The Times of Israel reported that a bloc of Arab nations applied pressure to key UNESCO leaders before the resolution came to a vote.
UNESCO Director-General Irina Bokova of Bulgaria said, “Nowhere more than in Jerusalem do Jewish, Christian and Muslim heritage and traditions share space.” [See Bokova’s complete statement here: "Statement by the Director-General of UNESCO on the Old City of Jerusalem and its Walls, a UNESCO World Heritage site."] Bokova has received “death threats” after expressing reservations about the Arab-backed resolution denying Israel’s history in Jerusalem, Israel’s ambassador Shama HaCohen said on Israel Radio. The UN has not confirmed this report.
Unlike the UN, no member of UNESCO’s board has veto right. As UNESCO Director, Bokova has no official say over resolutions that are sponsored and voted on by the members. She is “invited” in the draft of the resolution to take it before the next meeting of the UNESCO Executive Board, which is scheduled to meet next April. She has the prerogative to not include the resolution on her agenda for that meeting thus ending the discussion for the time.
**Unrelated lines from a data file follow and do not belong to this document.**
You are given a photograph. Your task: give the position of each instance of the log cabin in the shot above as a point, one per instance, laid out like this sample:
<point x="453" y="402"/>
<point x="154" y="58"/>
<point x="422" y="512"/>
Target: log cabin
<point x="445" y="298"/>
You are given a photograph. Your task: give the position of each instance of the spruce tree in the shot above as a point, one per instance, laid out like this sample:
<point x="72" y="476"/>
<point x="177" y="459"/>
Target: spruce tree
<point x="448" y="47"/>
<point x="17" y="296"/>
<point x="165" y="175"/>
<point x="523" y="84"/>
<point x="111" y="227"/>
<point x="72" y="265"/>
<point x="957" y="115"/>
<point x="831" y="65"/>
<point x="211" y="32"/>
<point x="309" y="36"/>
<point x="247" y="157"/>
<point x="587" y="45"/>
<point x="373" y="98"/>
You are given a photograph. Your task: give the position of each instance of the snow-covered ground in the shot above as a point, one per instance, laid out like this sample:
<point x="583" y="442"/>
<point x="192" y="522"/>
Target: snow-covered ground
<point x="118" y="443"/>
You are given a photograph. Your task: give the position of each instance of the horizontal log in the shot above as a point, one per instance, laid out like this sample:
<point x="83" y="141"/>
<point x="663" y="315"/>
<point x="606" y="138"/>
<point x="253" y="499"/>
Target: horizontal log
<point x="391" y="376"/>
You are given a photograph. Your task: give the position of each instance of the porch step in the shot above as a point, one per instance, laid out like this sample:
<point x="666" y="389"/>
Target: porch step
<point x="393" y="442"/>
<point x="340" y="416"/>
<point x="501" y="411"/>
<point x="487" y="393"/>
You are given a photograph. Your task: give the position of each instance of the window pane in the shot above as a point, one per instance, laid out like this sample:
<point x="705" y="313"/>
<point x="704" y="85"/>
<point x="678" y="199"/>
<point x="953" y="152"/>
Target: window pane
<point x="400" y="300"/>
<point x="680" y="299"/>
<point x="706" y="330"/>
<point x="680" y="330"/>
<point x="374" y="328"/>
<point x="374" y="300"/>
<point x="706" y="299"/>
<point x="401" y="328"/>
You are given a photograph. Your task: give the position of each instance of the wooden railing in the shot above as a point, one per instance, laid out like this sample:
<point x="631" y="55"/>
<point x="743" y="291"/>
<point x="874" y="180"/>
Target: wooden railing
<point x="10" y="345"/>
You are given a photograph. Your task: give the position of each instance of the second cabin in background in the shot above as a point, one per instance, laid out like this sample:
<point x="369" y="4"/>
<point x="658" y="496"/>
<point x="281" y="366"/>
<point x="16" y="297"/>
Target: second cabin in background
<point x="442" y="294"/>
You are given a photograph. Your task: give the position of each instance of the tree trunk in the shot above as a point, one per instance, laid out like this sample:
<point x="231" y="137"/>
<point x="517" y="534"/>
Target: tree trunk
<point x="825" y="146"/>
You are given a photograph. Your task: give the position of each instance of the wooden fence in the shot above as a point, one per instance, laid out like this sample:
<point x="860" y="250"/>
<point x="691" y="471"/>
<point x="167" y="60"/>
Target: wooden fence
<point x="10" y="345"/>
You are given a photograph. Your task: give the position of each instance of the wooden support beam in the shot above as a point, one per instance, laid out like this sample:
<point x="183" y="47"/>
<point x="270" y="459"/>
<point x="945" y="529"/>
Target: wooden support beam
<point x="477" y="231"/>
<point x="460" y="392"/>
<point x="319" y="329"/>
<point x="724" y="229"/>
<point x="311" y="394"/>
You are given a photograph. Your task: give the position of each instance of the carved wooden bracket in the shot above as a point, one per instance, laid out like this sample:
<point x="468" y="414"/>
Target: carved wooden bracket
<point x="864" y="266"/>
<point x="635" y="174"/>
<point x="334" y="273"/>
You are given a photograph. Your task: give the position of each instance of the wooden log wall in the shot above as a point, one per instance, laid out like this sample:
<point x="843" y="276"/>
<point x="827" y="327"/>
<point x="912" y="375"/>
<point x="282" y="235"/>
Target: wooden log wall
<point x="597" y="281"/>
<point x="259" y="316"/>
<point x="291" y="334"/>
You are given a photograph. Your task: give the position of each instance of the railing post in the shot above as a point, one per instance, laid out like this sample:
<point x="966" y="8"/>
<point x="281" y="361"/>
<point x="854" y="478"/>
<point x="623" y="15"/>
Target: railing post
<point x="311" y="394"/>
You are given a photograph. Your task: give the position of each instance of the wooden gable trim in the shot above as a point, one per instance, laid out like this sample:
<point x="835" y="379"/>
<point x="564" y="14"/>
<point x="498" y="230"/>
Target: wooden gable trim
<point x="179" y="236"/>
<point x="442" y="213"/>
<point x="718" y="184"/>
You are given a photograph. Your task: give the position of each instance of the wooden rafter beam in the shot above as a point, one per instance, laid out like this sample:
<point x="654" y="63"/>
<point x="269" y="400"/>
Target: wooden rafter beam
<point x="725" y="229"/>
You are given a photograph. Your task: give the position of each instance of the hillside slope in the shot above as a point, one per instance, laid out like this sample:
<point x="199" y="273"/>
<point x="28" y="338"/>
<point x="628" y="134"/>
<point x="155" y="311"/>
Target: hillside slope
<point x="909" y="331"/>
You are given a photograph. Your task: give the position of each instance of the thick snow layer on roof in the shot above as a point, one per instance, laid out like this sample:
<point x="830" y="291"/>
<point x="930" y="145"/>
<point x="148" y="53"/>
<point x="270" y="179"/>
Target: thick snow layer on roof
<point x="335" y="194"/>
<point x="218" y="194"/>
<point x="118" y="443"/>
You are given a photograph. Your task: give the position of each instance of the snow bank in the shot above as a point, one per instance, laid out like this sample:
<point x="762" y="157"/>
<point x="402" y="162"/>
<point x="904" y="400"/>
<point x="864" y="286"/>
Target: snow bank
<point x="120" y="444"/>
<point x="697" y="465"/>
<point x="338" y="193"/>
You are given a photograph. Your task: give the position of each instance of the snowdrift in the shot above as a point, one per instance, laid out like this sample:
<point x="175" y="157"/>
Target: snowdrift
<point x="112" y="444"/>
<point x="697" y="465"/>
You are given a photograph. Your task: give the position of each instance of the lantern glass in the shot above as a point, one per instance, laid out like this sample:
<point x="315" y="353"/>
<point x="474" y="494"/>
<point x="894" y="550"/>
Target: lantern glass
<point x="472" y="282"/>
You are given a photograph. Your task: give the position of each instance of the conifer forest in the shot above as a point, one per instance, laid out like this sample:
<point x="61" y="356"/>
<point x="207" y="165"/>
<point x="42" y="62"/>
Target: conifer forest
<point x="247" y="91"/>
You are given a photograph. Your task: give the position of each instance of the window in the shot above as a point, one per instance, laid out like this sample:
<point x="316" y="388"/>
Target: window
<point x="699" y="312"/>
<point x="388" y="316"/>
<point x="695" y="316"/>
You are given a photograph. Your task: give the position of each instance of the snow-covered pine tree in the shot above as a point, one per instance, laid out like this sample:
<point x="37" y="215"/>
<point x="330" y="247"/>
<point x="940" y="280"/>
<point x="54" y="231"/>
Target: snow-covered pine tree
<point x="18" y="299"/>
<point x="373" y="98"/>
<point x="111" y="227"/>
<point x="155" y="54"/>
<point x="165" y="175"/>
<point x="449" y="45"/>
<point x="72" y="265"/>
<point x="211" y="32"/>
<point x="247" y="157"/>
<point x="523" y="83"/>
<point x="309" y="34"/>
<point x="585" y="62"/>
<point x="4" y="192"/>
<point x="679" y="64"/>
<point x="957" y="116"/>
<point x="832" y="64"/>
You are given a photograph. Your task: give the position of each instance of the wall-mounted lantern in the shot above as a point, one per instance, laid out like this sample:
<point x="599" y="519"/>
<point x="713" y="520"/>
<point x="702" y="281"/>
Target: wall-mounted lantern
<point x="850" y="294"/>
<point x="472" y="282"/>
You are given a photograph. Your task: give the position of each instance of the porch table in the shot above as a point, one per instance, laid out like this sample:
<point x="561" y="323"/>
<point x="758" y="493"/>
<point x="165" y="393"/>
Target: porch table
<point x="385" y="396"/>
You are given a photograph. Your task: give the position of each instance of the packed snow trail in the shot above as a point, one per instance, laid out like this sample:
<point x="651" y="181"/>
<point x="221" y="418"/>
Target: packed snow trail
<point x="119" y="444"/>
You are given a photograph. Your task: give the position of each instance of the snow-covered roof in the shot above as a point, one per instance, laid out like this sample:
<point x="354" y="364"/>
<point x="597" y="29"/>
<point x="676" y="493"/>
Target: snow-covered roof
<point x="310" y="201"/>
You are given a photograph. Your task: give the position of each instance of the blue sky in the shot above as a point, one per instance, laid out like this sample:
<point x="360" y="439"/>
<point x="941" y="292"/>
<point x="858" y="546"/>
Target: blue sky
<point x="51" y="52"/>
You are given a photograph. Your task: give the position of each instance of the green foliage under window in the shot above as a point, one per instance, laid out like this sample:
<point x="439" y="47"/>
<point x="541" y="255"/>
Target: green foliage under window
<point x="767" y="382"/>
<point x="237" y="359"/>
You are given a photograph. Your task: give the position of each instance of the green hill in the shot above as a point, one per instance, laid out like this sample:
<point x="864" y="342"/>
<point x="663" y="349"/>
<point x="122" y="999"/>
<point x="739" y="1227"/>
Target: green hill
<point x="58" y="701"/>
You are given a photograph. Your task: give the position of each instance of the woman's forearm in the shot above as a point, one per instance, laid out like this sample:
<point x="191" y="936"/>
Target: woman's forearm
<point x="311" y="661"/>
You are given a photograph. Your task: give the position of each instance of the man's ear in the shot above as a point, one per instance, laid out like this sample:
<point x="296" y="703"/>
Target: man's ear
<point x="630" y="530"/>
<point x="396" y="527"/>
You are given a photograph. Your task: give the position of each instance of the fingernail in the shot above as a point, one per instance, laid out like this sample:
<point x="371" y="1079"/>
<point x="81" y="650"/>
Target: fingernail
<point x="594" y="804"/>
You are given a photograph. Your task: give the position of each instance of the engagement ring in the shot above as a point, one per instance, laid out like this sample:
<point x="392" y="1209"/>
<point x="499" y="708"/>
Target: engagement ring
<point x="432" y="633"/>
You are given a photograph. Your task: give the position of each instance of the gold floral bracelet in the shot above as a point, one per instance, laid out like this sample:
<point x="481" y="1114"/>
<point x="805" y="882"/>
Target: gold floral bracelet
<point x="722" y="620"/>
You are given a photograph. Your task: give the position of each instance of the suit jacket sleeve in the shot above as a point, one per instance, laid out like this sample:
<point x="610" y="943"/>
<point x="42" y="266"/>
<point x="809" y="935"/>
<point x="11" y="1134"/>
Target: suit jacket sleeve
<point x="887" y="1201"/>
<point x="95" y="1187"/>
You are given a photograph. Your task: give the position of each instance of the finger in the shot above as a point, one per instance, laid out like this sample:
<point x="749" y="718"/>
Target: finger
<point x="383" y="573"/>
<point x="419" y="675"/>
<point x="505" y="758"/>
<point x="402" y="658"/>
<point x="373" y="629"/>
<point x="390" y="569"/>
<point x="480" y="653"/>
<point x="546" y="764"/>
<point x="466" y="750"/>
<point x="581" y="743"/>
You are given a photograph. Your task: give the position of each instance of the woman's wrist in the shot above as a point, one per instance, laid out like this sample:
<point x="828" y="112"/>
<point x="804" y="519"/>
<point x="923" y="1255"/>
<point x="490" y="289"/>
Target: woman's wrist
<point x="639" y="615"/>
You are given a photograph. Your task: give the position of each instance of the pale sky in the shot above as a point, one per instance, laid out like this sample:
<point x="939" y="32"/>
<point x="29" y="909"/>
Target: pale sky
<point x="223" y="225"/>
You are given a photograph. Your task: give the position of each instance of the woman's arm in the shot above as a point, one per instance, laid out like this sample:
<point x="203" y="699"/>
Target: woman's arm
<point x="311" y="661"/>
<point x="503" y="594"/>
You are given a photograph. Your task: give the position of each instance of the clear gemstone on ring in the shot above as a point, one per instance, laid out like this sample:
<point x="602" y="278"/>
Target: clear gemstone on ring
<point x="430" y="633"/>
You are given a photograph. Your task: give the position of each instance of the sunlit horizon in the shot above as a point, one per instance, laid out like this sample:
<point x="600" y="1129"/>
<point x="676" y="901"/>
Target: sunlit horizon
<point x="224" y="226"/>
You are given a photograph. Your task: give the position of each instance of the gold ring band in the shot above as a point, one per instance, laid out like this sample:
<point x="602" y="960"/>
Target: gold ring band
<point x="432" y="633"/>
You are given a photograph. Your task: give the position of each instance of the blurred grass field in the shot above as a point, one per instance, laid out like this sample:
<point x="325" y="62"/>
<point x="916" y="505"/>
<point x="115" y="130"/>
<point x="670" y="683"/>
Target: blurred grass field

While this resolution may not immediately change things on the ground, it marks both a revision of the history of the biblical sites and an unwarranted claim challenging the very “status quo” the Palestinian Authority accuses Israel of disrupting. Tampering with the politically sensitive area of the Temple Mount and Western Wall has, in the past, unsettled what peace surrounds this “City of Peace,” Jerusalem. Psalm 122:6 calls us to “pray for the peace of Jerusalem.” May we all heed this call in our day.